In Kenneth Lonergan's new film, Manchester by the Sea, there's one moment that's so powerful, it's almost unwatchable. Lee (Casey Affleck), who fled his New England hometown in the wake of a family tragedy but has returned to care for his orphaned nephew, runs into his estranged wife Randi (Michelle Williams) on the street. The former lovers had once built a life together and suffered great loss, yet with the passage of time they had become strangers. Over lunch at a vegan restaurant in West Hollywood, Affleck says the hard part of shooting the scene wasn't letting the emotion out but reining it in. "The challenge," he says, "was to have all of those feelings and hold it without weeping and wailing and gnashing your teeth. To be there, and not be there."
Affleck, 41, approaches a lot of his work with this blend of sensitivity and critical detachment. He politely deflects personal recognition for his work. To hear him describe it, the credit goes to writer-director Lonergan: "He creates characters that you believe in." Of his co-star Williams, he says, "She is so good that you have to throw out all your plans and just be there with her." Yet despite this self-effacement, Manchester is unmistakably Affleck's film. The actor, who has delivered consistently strong work across many genres over the past two decades, carries the movie on the strength of a textured performance as a grieving father who unexpectedly has to step back into a parental role.
To do that, Affleck says, he had to give himself over entirely to the heartbreaking material. During production, Williams recalls, her co-star was deeply absorbed. "The Casey that I know and spend time with now seems pretty carefree and loose, easy and happy--that's not the person I knew then," she says. "He was really seized by the material and the character."
In conversation, Affleck is genial but introspective. "Some people go, 'I was so moved, and I don't really know why,'" he says. "When I read the script, I was crushed every time I got to a certain point. It pulls out your emotions for you."

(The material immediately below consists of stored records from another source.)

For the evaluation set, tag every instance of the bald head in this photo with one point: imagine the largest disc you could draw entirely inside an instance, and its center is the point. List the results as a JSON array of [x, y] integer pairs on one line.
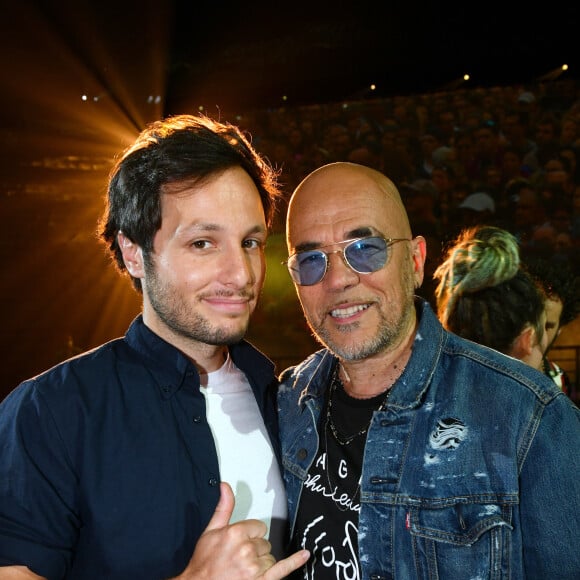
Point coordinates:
[[356, 314], [338, 193]]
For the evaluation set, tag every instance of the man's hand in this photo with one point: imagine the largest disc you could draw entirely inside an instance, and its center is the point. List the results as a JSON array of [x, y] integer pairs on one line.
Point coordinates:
[[238, 550]]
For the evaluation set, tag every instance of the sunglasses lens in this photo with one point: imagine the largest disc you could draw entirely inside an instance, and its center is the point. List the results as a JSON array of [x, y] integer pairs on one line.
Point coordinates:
[[307, 268], [367, 255]]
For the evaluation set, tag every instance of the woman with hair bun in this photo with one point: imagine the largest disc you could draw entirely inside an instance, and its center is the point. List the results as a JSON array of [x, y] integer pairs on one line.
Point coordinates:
[[485, 295]]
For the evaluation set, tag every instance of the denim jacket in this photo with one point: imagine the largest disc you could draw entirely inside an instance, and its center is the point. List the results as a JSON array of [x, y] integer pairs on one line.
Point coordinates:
[[472, 470]]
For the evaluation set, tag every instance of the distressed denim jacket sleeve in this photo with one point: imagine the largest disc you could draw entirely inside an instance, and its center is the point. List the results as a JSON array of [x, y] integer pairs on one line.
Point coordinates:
[[472, 471]]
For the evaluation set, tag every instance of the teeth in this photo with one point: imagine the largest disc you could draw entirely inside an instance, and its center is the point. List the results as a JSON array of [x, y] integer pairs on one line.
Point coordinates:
[[346, 312]]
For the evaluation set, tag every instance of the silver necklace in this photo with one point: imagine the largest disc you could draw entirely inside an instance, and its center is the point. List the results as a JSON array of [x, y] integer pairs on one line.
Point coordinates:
[[339, 437]]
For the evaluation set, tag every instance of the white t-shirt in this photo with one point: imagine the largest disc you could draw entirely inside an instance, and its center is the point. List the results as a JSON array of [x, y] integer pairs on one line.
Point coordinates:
[[246, 458]]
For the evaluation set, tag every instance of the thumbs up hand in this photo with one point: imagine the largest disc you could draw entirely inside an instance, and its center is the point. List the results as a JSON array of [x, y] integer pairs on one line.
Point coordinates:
[[237, 550]]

The current moment of political discord--half the country is elated, the other half despondent--might seem like an inopportune time to release an emotionally shattering family drama. (Audiences are often more inclined to seek out a lighthearted escape during such times.) But for all of Manchester's weight, it's also a compelling look at the complex interior life of a type that's often pigeonholed but rarely examined.

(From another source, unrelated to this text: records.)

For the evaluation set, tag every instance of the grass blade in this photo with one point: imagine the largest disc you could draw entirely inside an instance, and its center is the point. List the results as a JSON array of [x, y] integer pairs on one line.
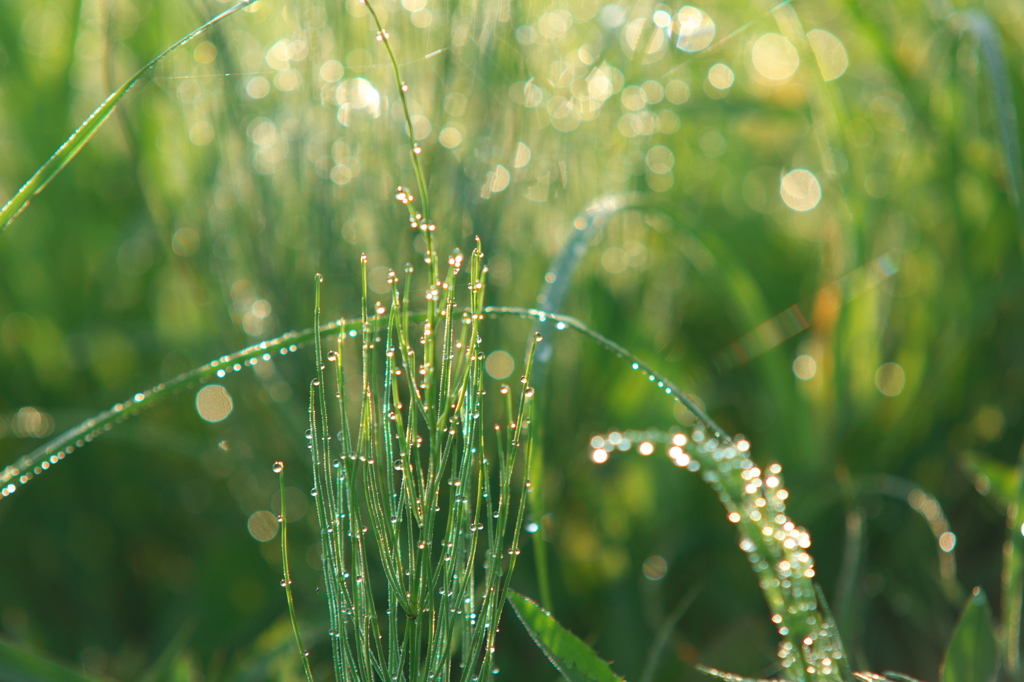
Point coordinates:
[[28, 466], [972, 654], [19, 666], [1003, 100], [74, 144], [576, 661]]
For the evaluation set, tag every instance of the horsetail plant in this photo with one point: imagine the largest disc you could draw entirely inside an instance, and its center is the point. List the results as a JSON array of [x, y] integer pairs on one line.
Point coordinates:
[[420, 495]]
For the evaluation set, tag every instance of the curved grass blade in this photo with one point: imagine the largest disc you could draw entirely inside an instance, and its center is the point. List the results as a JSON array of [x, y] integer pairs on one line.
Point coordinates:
[[728, 677], [992, 478], [1013, 573], [19, 666], [972, 654], [982, 29], [566, 322], [41, 459], [587, 226], [780, 557], [576, 661], [74, 144]]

In Lee, Affleck finds a taciturn handyman from blue collar roots who's disinclined to emote. But as his reticence gives way to begrudging tenderness, it becomes clear that Lee isn't cold--he's just afraid to love given the fragility of life. Those are the types of difficult characters that Affleck says he loves best. "Parts where the character could easily be two-dimensional, I want to flesh them out and make them real humans," he says. "I look for roles in which that's hard to do."
Although he found it in Manchester, he admits that he was still surprised by how hard it hit when he saw the film. "I had read it and worked on it and shot it, but still, the emotions crept up on me," he says. "Suddenly I was so moved." Affleck knows it's a tough film to watch, but that makes it all the more worthwhile--even the really painful scenes. "My favorite movies still make me cry," he says, "at all the same places."